A new German study sheds light on the role of the envelope protein of a retrovirus in triggering multiple sclerosis.
An autoimmune disease of the central nervous system, multiple sclerosis affects approximately 100,000 people in France and 3,000 to 5,000 new cases are diagnosed each year.
Second neurodegenerative disease after Alzheimer’s disease, it is due to a disorder of the immune system. During the early stages of multiple sclerosis, immune cells infiltrate the central nervous system located in the brain and attack the myelin sheaths responsible for protecting the axons, i.e. the nerve fibers that transmit electrical signals between neurons.
Today, there are many immunomodulatory drugs on the market that target the different inflammatory aspects of multiple sclerosis. But, as multiple sclerosis progresses, this damage accumulates, leading to irreversible deficits. Gradually, patients affected by the disease therefore lose the use of their limbs, have vision, motor and sensitivity disorders. And despite decades of research, scientists remain unable to stop the progression of multiple sclerosis because there is still no treatment to prevent damage or repair damaged axons.
The role of a retrovirus highlighted
New work, however, could reinvigorate research around neuron axon repair. Published in the journal Proceedings of the National Academy of Sciences (PNAS), they highlight a new mechanism of axon damage that could ultimately prevent disease progression in patients with progressive multiple sclerosis, a disabling form of the disease marked by a steady worsening of symptoms, usually without distinct flare-ups or periods of remission.

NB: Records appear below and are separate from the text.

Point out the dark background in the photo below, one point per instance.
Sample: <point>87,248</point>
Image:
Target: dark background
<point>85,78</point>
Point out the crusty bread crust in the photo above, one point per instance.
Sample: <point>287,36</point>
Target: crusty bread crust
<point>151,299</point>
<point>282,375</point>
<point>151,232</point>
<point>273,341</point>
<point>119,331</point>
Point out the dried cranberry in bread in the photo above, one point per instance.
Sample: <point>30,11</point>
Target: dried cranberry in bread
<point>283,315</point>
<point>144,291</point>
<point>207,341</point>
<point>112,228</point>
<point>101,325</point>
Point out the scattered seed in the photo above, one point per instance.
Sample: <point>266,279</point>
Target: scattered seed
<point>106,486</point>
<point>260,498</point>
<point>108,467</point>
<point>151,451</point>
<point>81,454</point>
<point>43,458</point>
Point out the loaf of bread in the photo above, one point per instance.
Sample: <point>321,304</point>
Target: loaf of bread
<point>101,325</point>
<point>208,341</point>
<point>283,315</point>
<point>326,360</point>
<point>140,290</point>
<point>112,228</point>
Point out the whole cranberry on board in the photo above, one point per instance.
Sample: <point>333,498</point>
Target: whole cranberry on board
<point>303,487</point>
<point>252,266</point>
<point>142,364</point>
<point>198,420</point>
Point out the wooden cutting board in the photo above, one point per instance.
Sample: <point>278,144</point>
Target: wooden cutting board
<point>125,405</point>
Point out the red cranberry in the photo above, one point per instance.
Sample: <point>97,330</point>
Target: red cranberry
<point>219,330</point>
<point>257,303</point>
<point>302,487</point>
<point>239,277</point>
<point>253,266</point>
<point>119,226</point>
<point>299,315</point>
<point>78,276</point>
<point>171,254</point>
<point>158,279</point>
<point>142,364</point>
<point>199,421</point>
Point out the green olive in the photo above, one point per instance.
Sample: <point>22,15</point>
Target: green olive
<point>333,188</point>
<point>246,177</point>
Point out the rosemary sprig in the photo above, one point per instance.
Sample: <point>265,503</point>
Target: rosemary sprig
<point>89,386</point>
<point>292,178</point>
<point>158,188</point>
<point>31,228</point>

Previous research had already shown that the envelope protein (ENV) of a retrovirus called pathogenic human endogenous retrovirus type W (pHERV-W) could play an important role in the deterioration of myelin sheaths. This new work, carried out by the University of Düsseldorf in Germany and in collaboration with researchers from Cleveland (United States) and Montreal (Canada) goes further by demonstrating that this ENV protein pushes the cells of the central nervous system (called microglial cells) to contact and damage myelinated axons.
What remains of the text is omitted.